MedProbCLIP: Probabilistic Adaptation of Vision-Language Foundation Model for Reliable Radiograph-Report Retrieval
This work addresses the need for trustworthy and safe radiology image-text retrieval systems, offering a domain-specific improvement for high-stakes biomedical applications.
The paper tackles the problem of unreliable deterministic embeddings in vision-language models for biomedical applications by introducing MedProbCLIP, a probabilistic framework that models image and text as Gaussian embeddings to capture uncertainty and many-to-many correspondences. It outperforms baselines like CLIP and PCME++ on the MIMIC-CXR dataset in retrieval and zero-shot classification, with superior calibration and robustness.

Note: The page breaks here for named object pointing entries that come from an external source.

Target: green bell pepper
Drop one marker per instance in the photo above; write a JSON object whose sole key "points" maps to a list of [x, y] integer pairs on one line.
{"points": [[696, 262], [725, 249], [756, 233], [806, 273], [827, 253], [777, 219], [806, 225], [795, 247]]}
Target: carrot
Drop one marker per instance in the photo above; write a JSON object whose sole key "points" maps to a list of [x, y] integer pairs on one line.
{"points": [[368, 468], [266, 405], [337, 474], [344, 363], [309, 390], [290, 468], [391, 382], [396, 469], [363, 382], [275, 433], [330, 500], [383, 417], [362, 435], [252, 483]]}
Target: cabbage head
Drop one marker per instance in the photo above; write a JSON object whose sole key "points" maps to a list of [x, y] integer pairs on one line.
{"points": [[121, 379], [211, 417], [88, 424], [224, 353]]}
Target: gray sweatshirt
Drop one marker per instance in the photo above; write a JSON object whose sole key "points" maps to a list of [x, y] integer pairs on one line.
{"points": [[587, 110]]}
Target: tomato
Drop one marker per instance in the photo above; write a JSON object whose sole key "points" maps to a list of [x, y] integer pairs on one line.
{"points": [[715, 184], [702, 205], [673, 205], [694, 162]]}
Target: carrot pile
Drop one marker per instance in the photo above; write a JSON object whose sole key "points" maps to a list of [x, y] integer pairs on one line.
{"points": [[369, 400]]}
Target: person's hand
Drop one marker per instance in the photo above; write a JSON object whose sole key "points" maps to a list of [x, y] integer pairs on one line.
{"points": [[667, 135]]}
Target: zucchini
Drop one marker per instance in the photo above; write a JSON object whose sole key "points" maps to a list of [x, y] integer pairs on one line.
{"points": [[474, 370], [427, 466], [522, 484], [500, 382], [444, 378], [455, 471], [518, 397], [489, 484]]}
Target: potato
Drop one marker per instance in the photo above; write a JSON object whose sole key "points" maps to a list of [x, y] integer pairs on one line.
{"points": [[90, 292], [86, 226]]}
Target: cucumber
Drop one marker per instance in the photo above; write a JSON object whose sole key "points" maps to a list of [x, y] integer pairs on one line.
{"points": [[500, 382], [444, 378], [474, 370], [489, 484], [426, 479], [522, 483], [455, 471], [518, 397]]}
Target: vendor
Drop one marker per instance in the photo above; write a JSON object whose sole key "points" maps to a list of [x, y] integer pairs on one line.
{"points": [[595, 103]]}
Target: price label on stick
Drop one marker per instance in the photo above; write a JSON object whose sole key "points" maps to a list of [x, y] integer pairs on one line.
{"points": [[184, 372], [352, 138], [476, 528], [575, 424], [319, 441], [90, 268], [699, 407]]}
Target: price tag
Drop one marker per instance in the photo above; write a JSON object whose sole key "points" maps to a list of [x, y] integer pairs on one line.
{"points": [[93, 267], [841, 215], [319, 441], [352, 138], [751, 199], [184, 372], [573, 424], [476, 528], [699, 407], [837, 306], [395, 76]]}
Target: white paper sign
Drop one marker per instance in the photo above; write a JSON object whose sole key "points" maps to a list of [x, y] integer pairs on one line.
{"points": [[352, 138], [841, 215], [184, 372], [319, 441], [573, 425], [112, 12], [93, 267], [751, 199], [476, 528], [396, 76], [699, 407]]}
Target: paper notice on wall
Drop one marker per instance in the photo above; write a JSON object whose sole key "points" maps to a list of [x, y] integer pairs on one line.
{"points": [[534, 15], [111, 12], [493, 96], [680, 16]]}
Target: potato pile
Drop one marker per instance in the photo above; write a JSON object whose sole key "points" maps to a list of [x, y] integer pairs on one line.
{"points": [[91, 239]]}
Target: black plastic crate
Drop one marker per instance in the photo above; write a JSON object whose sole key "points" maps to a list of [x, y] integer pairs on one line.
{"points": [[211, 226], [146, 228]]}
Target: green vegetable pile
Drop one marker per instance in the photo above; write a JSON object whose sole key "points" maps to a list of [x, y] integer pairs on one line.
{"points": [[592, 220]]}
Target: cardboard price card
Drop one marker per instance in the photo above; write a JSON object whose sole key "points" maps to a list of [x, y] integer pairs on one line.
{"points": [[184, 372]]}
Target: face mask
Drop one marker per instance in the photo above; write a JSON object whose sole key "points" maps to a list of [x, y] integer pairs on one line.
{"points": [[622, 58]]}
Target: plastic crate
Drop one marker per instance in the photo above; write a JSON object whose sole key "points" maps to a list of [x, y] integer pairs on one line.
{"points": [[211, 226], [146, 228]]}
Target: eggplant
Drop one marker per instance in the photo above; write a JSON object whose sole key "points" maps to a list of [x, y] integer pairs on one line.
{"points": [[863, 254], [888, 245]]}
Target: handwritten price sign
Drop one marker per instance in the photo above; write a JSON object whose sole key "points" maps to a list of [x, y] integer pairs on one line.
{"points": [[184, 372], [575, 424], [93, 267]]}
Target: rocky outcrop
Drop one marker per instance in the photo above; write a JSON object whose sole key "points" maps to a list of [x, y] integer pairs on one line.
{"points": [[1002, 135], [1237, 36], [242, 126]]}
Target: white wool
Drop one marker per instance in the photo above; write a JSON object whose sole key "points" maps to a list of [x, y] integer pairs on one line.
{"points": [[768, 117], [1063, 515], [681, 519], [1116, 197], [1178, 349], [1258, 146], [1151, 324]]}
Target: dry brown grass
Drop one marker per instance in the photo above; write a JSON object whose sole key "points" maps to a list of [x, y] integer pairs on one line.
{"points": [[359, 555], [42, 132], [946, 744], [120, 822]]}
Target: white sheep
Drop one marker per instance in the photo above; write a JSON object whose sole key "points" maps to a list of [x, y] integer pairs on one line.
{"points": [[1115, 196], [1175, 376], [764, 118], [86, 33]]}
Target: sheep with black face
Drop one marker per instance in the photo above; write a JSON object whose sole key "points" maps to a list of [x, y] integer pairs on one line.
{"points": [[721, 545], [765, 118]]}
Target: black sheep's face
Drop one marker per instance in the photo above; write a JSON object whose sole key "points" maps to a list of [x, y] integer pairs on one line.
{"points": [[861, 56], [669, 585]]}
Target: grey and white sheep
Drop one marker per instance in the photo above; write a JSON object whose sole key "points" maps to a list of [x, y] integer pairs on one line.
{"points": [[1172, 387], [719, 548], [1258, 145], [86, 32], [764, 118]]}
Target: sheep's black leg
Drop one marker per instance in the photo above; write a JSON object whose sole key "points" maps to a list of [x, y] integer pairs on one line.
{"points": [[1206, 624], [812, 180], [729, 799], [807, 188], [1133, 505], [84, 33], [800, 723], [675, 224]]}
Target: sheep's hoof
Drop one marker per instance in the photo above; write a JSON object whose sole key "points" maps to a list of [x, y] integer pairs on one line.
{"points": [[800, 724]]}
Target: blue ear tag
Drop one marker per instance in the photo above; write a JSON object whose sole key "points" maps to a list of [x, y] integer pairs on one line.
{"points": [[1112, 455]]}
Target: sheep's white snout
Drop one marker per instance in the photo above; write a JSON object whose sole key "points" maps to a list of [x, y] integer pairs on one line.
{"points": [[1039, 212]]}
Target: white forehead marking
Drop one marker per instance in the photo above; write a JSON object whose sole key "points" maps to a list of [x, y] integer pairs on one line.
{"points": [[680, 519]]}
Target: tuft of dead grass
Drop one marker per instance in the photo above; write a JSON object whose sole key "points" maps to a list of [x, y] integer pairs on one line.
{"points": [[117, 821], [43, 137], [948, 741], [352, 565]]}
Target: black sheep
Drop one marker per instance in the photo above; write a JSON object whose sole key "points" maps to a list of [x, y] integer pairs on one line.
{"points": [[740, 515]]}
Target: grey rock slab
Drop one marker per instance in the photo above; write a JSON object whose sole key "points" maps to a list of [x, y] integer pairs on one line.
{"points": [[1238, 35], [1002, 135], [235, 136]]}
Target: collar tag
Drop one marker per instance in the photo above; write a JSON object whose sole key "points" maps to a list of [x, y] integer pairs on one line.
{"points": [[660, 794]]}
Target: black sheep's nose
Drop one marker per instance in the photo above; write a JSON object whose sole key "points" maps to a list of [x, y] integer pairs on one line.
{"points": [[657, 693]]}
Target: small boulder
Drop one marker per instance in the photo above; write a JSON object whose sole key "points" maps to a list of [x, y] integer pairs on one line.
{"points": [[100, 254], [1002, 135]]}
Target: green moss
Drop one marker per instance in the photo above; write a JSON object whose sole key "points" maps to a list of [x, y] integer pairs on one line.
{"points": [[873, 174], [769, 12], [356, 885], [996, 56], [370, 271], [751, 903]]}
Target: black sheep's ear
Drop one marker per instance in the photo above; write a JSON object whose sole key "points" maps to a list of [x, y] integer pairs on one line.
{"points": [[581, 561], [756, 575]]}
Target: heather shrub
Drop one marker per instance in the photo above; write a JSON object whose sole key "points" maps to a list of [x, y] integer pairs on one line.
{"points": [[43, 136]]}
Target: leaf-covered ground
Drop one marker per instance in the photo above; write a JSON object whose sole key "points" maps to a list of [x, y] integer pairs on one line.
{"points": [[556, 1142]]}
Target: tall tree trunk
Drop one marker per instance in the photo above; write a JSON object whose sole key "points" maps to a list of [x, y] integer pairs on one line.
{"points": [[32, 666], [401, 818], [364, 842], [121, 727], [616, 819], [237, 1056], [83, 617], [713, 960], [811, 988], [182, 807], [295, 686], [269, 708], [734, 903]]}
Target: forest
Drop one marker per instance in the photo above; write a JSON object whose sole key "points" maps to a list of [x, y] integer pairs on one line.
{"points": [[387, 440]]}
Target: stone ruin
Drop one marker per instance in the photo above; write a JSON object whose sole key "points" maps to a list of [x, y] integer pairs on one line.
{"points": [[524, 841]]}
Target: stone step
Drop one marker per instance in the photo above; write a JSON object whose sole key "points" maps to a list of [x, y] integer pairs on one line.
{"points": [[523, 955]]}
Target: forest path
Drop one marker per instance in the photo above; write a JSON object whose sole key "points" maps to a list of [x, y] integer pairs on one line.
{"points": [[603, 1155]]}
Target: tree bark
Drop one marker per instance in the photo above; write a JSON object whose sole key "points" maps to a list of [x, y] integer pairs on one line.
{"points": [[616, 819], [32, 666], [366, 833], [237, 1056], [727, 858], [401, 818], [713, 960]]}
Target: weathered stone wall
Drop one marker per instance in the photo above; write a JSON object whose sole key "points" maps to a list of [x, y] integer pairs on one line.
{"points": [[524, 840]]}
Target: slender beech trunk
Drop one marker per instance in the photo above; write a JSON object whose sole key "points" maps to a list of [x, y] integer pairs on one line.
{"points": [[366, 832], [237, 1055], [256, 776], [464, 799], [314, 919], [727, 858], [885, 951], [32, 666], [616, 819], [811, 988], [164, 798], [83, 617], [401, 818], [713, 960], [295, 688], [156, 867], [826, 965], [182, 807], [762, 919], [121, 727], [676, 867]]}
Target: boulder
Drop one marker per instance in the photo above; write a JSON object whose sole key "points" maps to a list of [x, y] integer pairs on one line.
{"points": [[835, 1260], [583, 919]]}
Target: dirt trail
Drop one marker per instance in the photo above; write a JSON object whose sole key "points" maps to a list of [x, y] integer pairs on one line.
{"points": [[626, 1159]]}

Vision-language foundation models have emerged as powerful general-purpose representation learners with strong potential for multimodal understanding, but their deterministic embeddings often fail to provide the reliability required for high-stakes biomedical applications. This work introduces MedProbCLIP, a probabilistic vision-language learning framework for chest X-ray and radiology report representation learning and bidirectional retrieval. MedProbCLIP models image and text representations as Gaussian embeddings through a probabilistic contrastive objective that explicitly captures uncertainty and many-to-many correspondences between radiographs and clinical narratives. A variational information bottleneck mitigates overconfident predictions, while MedProbCLIP employs multi-view radiograph encoding and multi-section report encoding during training to provide fine-grained supervision for clinically aligned correspondence, yet requires only a single radiograph and a single report at inference. Evaluated on the MIMIC-CXR dataset, MedProbCLIP outperforms deterministic and probabilistic baselines, including CLIP, CXR-CLIP, and PCME++, in both retrieval and zero-shot classification. Beyond accuracy, MedProbCLIP demonstrates superior calibration, risk-coverage behavior, selective retrieval reliability, and robustness to clinically relevant corruptions, underscoring the value of probabilistic vision-language modeling for improving the trustworthiness and safety of radiology image-text retrieval systems.